Tuttavia, in altri paesi, esistono anche esempi virtuosi come le Azzorre, che hanno lavorato molto bene in termini di riduzione del rischio investendo contemporaneamente in un turismo sostenibile. Bisogna comunque riconoscere che la condizione politica di questi territori è diversa, in quanto Azzorre e Madeira sono governi autonomi. 

L’assenza delle isole è rintracciabile anche negli studi dei principali organi nazionali preposti. Nel rapporto ISPRA 2018 sui rischi di frane e alluvioni si fa fatica a trovare informazioni sulle piccole isole. Anche nelle carte, l’informazione di dettaglio risulta poco leggibile. Un problema di pericolosità idraulica e da frana, ad esempio, è evidente all’Elba e a Ischia. A Ischia c’è un’alta concentrazione di edifici e famiglie residenti in aree a pericolosità da frana, eppure questo è ampiamente sotto-narrato.

Inoltre l’ approccio alla riduzione del rischio di disastri in Italia – in generale per tutto il territorio nazionale, ma a maggior ragione per i contesti insulari – continua a essere prevalentemente di natura tecnica e ingegneristica. Manca una riflessione più profonda sulla vulnerabilità sociale e sulla interconnessione tra i processi.

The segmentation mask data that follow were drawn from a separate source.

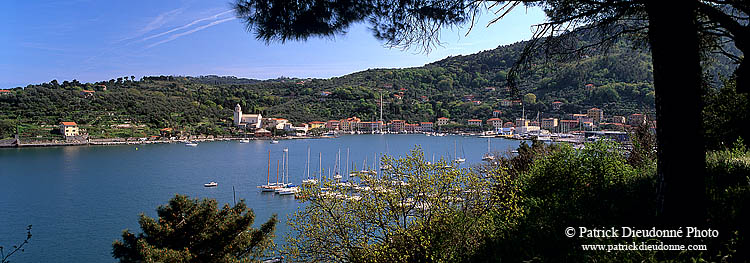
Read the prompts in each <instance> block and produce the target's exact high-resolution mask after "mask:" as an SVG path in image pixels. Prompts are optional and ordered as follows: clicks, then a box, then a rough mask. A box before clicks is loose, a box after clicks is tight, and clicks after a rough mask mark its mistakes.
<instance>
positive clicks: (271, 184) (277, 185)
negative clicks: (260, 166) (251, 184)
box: [258, 150, 280, 192]
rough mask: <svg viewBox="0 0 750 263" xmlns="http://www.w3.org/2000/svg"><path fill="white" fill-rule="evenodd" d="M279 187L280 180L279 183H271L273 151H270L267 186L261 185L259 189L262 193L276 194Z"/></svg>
mask: <svg viewBox="0 0 750 263" xmlns="http://www.w3.org/2000/svg"><path fill="white" fill-rule="evenodd" d="M279 187H280V186H279V185H278V179H277V183H273V184H272V183H271V150H268V178H267V180H266V184H264V185H259V186H258V188H260V190H261V192H274V191H275V190H276V188H279Z"/></svg>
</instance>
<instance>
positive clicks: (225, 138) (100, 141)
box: [0, 136, 335, 148]
mask: <svg viewBox="0 0 750 263" xmlns="http://www.w3.org/2000/svg"><path fill="white" fill-rule="evenodd" d="M327 138H335V137H332V136H315V137H307V136H305V137H300V136H287V137H258V138H255V137H253V138H242V137H230V138H210V139H208V138H206V139H190V140H188V139H178V140H130V141H128V140H126V139H125V138H113V139H92V140H89V141H86V142H45V143H21V144H18V143H17V142H14V143H12V144H0V148H42V147H61V146H110V145H143V144H172V143H187V142H189V141H190V142H215V141H238V140H243V139H249V140H263V141H266V140H268V141H270V140H298V139H327Z"/></svg>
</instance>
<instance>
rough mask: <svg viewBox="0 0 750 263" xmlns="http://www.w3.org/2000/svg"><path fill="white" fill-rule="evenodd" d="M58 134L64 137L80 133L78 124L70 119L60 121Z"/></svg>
mask: <svg viewBox="0 0 750 263" xmlns="http://www.w3.org/2000/svg"><path fill="white" fill-rule="evenodd" d="M60 134H62V135H63V136H65V137H66V138H67V137H73V136H78V135H80V130H79V129H78V124H76V123H75V122H72V121H64V122H60Z"/></svg>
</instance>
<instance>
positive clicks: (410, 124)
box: [404, 123, 421, 132]
mask: <svg viewBox="0 0 750 263" xmlns="http://www.w3.org/2000/svg"><path fill="white" fill-rule="evenodd" d="M404 130H405V131H406V132H418V131H421V130H420V129H419V124H416V123H406V124H405V126H404Z"/></svg>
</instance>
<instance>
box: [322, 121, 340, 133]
mask: <svg viewBox="0 0 750 263" xmlns="http://www.w3.org/2000/svg"><path fill="white" fill-rule="evenodd" d="M340 124H341V122H340V121H337V120H329V121H327V122H326V129H328V130H329V131H336V130H339V129H341V126H340Z"/></svg>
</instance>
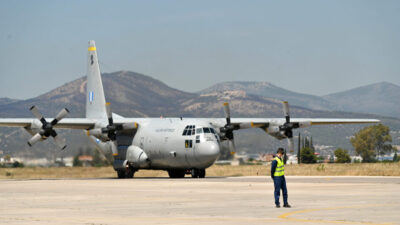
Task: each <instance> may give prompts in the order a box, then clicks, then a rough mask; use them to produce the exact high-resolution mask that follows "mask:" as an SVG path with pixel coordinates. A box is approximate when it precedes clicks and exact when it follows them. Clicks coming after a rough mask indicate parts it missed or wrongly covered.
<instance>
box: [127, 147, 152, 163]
mask: <svg viewBox="0 0 400 225" xmlns="http://www.w3.org/2000/svg"><path fill="white" fill-rule="evenodd" d="M126 160H127V161H128V162H129V163H130V164H132V165H133V166H134V167H145V166H147V165H148V164H149V158H148V157H147V154H146V153H145V152H144V151H143V149H141V148H139V147H138V146H135V145H131V146H129V147H128V149H127V150H126Z"/></svg>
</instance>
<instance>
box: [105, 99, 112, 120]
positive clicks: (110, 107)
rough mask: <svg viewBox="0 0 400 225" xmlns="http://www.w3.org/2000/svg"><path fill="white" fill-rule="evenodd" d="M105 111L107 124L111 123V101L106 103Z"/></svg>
mask: <svg viewBox="0 0 400 225" xmlns="http://www.w3.org/2000/svg"><path fill="white" fill-rule="evenodd" d="M106 113H107V118H108V123H109V125H113V120H112V111H111V103H109V102H107V103H106Z"/></svg>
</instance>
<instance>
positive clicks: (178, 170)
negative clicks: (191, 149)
mask: <svg viewBox="0 0 400 225" xmlns="http://www.w3.org/2000/svg"><path fill="white" fill-rule="evenodd" d="M185 173H186V171H185V170H168V175H169V177H170V178H184V177H185Z"/></svg>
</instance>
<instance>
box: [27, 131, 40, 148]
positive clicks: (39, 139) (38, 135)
mask: <svg viewBox="0 0 400 225" xmlns="http://www.w3.org/2000/svg"><path fill="white" fill-rule="evenodd" d="M41 139H42V135H40V134H39V133H36V134H35V135H33V136H32V137H31V139H29V141H28V145H29V146H30V147H32V145H34V144H35V143H36V142H38V141H40V140H41Z"/></svg>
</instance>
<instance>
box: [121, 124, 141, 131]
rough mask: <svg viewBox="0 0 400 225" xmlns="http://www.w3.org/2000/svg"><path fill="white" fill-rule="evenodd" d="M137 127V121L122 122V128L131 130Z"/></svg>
mask: <svg viewBox="0 0 400 225" xmlns="http://www.w3.org/2000/svg"><path fill="white" fill-rule="evenodd" d="M136 128H138V124H137V123H124V124H122V130H133V129H136Z"/></svg>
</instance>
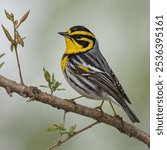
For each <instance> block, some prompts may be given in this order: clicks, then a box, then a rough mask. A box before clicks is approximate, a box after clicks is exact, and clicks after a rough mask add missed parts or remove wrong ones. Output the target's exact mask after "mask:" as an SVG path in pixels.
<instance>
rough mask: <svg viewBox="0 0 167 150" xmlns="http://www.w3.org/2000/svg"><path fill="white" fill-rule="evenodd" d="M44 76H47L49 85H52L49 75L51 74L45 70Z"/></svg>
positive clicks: (47, 81)
mask: <svg viewBox="0 0 167 150" xmlns="http://www.w3.org/2000/svg"><path fill="white" fill-rule="evenodd" d="M44 76H45V80H46V81H47V82H48V83H50V74H49V72H48V71H47V70H45V72H44Z"/></svg>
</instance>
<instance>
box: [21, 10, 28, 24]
mask: <svg viewBox="0 0 167 150" xmlns="http://www.w3.org/2000/svg"><path fill="white" fill-rule="evenodd" d="M29 13H30V10H29V11H27V12H26V13H25V14H24V15H23V16H22V17H21V19H20V22H19V25H20V24H21V23H23V22H24V21H25V20H26V19H27V17H28V15H29Z"/></svg>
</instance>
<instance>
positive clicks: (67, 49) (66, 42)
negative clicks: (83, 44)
mask: <svg viewBox="0 0 167 150" xmlns="http://www.w3.org/2000/svg"><path fill="white" fill-rule="evenodd" d="M65 40H66V51H65V53H66V54H72V53H78V51H79V49H81V48H82V46H81V45H79V44H78V43H77V42H75V41H74V40H73V41H72V40H71V39H69V38H65Z"/></svg>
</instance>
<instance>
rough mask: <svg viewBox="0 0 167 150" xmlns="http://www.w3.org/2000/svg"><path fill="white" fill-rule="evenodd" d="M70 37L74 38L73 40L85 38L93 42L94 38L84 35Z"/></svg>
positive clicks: (89, 36) (71, 36)
mask: <svg viewBox="0 0 167 150" xmlns="http://www.w3.org/2000/svg"><path fill="white" fill-rule="evenodd" d="M71 37H72V38H74V39H75V40H77V39H80V38H87V39H90V40H93V41H95V38H93V37H92V36H89V35H84V34H76V35H72V36H71Z"/></svg>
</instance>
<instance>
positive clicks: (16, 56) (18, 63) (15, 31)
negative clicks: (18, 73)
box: [13, 22, 24, 85]
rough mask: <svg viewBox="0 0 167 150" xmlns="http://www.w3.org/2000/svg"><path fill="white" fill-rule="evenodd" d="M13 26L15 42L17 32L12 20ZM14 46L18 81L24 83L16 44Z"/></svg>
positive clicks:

Nuovo porto di Funchal, Madeira (2017). Foto di Sara Bonati.

5) Perché si parla poco e male delle piccole isole italiane? Sembra non si esca da visioni esclusivamente legate all’uso turistico: la narrazione è spesso legata allo spot paradisiaco, e sorgono poche riflessioni sull’abitare o su cosa pensino e vogliano davvero gli abitanti. Conscio del fatto che non esista un’unica ricetta, da dove (ri)partire per una visione meno stereotipata delle isole?

Io non credo si parli male delle piccole isole italiane. Ischia e Capri, ad esempio (ma non solo), godono di grande riconoscimento, anche internazionale. La loro dipendenza dal turismo costituisce un problema che va oltre l’Italia. Le isole rappresentano nell’immaginario comune il luogo ideale, la meta perfetta per una breve fuga, per cambiare vita, per trovare l’eden. Penso sia difficile per le isole uscire da questa visione; soprattutto, non credo che loro lo vogliano.

Portare alla luce i problemi del territorio può significare perdere il flusso turistico che oggi è spesso l’unica risorsa. Ritengo che il problema principale stia nell’incapacità di pensare alle isole come qualcosa di diverso da una destinazione per le vacanze, soprattutto per un certo tipo di vacanze.

Il punto di partenza dovrebbe essere capire il territorio e la sua “vera vocazione”. Quali sono realmente le esigenze degli abitanti? Quali altre prospettive hanno le isole? Devono vivere di turismo di massa o esistono alternative sostenibili? Non avere paura di raccontare la realtà e uscire dall’immaginario costruito credo sia il passo fondamentale.